British farmers protest at ABP plant amid claims over Polish imports
British farming organisation Farmers For Action (FFA) staged a protest last night at ABP’s Shrewsbury plant in England near the Welsh border, amid claims the plant is importing Polish beef.
FFA has been threatening to launch protests in response to the situation in the beef market for some time, with ABP the first to be targeted.
Farmers For Action (FFA) chairman David Handley told the Farmers Guardians that the group had monitored ABP’s Shrewsbury plant on a number of occasions over the past few months and had seen Polish lorries entering the site.
Beef processor ABP said it is not currently importing any Polish beef. However, the meat processor has admitted to ‘historically’ importing ‘small volumes’ of beef from Poland, amounting to less than two tonnes a week. It is understood this includes importing Polish beef earlier this year.
ABP has insisted the lorries were nothing to do with it but were taking product from a neighbouring by-product plant.

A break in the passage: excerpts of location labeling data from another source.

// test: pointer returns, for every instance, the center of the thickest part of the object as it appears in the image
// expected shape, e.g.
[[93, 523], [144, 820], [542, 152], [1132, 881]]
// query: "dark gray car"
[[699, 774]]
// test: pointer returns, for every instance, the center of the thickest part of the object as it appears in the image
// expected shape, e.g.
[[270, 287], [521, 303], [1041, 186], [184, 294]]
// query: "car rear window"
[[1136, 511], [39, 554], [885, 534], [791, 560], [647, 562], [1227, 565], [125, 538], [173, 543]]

After the protest, the FFA held meetings with senior management of ABP. ABP agriculture director Stuart Roberts described it as a ‘constructive meeting’ covering a number of issues. “We hope this will be the start of an ongoing dialogue,” he said.
One issue that was cleared up was the confusion over the relationship between ABP and the meat by-product company located next door to it.
ABP said the lorries were actually taking product for export from the neighbouring, Stafford Bye Products, which it insisted was not connected to in any way beyond selling it meat by-products. Following a review of documentation in relation to the lorries contents, the FFA accepted this.
There has been increasing unrest among British farmers in recent weeks at fall in beef prices have brought the importation of beef into the country under the microscope.
In recent weeks, Farmers Union Wales president Emyr Jones wrote to UK supermarkets reiterating the need to support Welsh and British beef through loyalty and sustainable prices.
He said: “There is real anger about the proportion of imported meat which is coming on to the UK market, undermining prices and reducing throughputs in our abattoirs”.